Si on demandait aux gens comment on devient toxicomane, la plupart nous répondrait  : “En se droguant, évidemment !” C’est également ce que je pensais. Avec le recul, on se rend compte qu’un paramètre essentiel a été mis de côté. Je suis convaincu qu’il peut éradiquer à lui seul l’addiction sur cette planète ! 

ADDICTION : L’AMOUR CONTRE-ATTAQUE DANS LES LABORATOIRES

La théorie de l’addiction a été échafaudée au cours d’expériences menées sur des rats de laboratoire dans les années 1970. L’expérience consistait à placer un rat dans une cage avec deux biberons. L’eau du premier était pure, l’autre additionnée de cocaïne. Presque à chaque fois, le rat finissait par être obnubilé par ce mélange. Il en buvait tellement qu’il finissait par en mourir.

Le spot disait : “Il existe une drogue si addictive que 90% des rats ne peuvent y résister. Ils en reprennent et cela, jusqu’à la mort. Cette drogue, c’est la cocaïne. Elle risque d’avoir le même effet sur vous.”

Mais un professeur en psychologie de Vancouver, Bruce Alexander, avait remarqué que quelque chose ne collait pas dans ces expériences. Ces derniers étaient effectivement seuls dans leur cage et n’avaient rien d’autre à faire que de se droguer. Il s’est alors demandé ce qu’il se passerait si on leur donnait la possibilité de s’occuper autrement…

Il a alors construit un parc confortable dans lequel il a placé toutes sortes de jouets, de roues et de balles colorées. Les rats étaient généreusement nourris et disposaient de tunnels dans lesquels ils pouvaient gambader avec leurs congénères.

Ne sachant pas ce que contenaient les biberons, les rats ont goûté aux deux. Dans la grande majorité des cas, les rats se trouvant dans le parc aménagé n’ont pas été attirés par l’eau additionnée de drogue. Ils buvaient en moyenne un quart de ce que les sujets isolés consommaient, et ne développaient pas de dépendance.

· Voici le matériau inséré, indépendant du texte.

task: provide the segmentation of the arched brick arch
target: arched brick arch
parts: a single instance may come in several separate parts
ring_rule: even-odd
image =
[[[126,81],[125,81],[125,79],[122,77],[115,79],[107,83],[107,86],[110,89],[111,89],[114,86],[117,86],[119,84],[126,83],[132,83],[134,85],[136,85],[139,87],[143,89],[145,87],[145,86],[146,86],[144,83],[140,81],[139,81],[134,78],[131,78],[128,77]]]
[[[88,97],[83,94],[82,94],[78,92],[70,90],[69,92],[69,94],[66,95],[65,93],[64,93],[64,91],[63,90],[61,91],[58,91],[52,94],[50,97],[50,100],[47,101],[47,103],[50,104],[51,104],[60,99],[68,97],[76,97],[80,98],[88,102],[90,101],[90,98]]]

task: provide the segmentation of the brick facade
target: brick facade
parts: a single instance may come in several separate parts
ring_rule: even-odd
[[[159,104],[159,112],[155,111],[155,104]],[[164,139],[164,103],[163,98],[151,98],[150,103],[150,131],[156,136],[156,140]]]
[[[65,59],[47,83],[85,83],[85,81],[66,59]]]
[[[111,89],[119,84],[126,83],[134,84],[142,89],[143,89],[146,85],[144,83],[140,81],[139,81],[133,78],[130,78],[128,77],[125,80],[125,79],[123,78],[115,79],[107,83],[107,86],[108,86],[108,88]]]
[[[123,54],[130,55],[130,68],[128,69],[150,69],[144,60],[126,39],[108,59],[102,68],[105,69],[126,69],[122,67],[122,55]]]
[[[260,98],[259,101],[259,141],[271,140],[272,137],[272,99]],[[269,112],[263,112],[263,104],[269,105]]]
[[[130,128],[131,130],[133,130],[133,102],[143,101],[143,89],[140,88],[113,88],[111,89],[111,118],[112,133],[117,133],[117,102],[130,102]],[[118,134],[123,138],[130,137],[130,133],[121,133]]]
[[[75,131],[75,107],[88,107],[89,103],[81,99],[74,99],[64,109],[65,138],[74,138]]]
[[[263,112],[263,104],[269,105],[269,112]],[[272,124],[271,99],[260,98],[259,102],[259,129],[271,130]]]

À l’inverse, les rats isolés ou malheureux devenaient rapidement dépendants.

Un deuxième test a ensuite été réalisé. De nouveaux rats, une fois devenus addicts, ont été placés dans la cage collective, afin de déterminer si l’addiction était irréversible. Encore une fois, excepté quelques séquelles liées au manque, les rats avaient rapidement mis fin à leur consommation excessive.

La drogue semble alors n’être qu’une béquille pour pallier au manque d’amour et n’est en réalité, qu’une forme d’adaptation à notre environnement. Les causes ne trouvent pas leur origine en nous mais dans la cage où nous nous trouvons. Nous éprouvons tous un besoin viscéral de créer du lien. C’est dans notre nature. Quand cela n’est pas possible, nous jetons alors notre dévolu sur ce qui traîne. Il serait donc judicieux d’arrêter de parler de dépendance et préférer le terme de “connexion”.